11 mai 05

La cassette est dans le lecteur, la bande défile. Reiko Azakawa déglutit, les yeux rivés sur l’écran de télévision. Des images un peu brouillées, sans logique. Le film s’arrête et le téléphone sonne : plus que sept jours à vivre. Au fond d’elle-même, elle sait que c’est vrai, que ce n’est ni une plaisanterie, ni une menace en l’air. Elle sait que les quatre adolescents, dont sa propre nièce, qui ont regardé ensemble la cassette vidéo avant elle sont morts. Juste au même moment. Si elle veut survivre, il lui faut comprendre d’où vient cette cassette, le sens de ces images énigmatiques et inquiétantes, de cette malédiction absurde. Il lui reste déjà moins de sept jours.



NB :C’est à partir d’ici qu’il faut impérativement avoir vu le film Ring de Hideo Nakata, qui raconte l’histoire de Sadako. Le scénario étant complexe, il n’y aura pas de récapitulatif. Et je ne voudrais pas vous gâcher le plaisir d’une si belle œuvre.

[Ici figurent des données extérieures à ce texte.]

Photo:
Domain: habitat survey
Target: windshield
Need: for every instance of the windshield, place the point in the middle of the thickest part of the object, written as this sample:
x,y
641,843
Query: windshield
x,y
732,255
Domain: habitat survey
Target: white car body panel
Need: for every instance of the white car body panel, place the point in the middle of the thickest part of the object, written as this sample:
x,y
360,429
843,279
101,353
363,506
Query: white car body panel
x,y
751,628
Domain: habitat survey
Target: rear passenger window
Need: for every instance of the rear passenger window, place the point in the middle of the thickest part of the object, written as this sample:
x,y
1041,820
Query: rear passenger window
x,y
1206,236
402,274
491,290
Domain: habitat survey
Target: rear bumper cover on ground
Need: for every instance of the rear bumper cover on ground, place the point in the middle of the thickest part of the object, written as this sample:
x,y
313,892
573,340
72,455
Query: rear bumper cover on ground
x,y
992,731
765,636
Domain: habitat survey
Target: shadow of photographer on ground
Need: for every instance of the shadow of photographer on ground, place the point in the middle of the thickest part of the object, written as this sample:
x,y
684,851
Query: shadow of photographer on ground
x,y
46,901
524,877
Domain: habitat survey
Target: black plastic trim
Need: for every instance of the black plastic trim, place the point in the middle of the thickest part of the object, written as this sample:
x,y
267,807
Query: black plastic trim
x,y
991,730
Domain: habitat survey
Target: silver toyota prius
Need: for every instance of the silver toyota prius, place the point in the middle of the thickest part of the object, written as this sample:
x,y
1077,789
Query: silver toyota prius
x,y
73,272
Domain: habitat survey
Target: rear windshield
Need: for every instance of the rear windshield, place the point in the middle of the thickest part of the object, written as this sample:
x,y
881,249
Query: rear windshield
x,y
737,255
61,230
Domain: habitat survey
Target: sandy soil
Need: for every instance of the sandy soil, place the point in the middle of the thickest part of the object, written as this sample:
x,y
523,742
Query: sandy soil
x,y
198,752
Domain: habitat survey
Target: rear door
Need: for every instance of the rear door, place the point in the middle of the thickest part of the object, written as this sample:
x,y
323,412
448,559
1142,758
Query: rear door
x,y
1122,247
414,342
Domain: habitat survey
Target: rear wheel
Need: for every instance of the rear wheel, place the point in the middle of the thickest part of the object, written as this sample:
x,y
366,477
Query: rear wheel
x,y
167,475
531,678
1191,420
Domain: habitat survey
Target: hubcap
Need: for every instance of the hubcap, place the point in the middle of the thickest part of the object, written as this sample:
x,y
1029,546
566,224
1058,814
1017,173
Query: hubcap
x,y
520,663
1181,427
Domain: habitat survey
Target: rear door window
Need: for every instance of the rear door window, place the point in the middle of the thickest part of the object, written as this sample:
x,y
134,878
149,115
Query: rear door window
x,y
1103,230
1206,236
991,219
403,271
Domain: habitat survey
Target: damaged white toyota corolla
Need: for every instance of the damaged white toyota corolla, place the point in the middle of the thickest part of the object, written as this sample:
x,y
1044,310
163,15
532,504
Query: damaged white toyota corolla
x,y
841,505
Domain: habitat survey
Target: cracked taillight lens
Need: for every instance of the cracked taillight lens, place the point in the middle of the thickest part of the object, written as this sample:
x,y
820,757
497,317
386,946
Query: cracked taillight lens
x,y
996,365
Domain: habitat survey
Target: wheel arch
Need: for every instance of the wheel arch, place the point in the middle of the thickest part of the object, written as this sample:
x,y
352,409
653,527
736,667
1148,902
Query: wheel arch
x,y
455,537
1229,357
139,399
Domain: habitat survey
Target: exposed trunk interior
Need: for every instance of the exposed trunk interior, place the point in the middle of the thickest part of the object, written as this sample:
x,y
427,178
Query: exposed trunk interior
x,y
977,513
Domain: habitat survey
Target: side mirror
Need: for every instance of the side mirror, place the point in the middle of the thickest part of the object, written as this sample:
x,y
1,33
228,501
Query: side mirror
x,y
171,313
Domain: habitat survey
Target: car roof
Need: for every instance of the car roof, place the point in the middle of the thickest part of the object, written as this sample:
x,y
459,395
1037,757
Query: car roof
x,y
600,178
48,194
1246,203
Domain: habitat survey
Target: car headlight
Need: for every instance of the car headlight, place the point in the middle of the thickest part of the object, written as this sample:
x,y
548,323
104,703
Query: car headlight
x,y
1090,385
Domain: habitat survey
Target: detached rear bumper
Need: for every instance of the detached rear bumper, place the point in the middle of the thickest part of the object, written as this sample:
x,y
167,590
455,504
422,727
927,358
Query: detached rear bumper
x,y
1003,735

Pont entre deux rives, image d'un Japon traditionnel et moderne, Ring concentre deux faces culturelles d'un pays schizophrène en un unique objet visuel, parlant à l'inconscient collectif nippon tout en apportant des éléments neufs. Voici la recette du triomphe: s'appuyer sur des codes visuels et narratifs issus de la tradition du film de fantôme, et les confronter à une certaine modernité. Fortement inspiré des Yurei Eiga, genre très prolifique des années 50 mettant en image des pièces du théâtre Kabuki ou Nô, on retrouve dans Ring l'atmosphère des contes chinois. L’histoire de Ring s’articule autour d’un objet très commun : une cassette vidéo. Vicieusement, le contenu de cette vidéo nous est dévoilé suffisamment tôt pour nous impliquer dans la malédiction de Reiko Asakawa, le personnage principal.  A la manière d’une légende urbaine, on se sent immédiatement dans l’ambiance.

Le téléphone va-t-il sonner chez nous ? Allons-nous, nous aussi, être maudits ? N'avons-nous plus que sept jours à vivre ?

Les séquences de cette vidéo sont très riches de sens. On y retrouve des symboles universellement reconnaissables mais aussi des éléments typiquement japonais.

Neuf flashs en noir et blanc, pour mettre en évidence le fantastique, neuf visions particulièrement angoissantes à la limite du malsain, neuf images semblant tiré d'un film d'archives.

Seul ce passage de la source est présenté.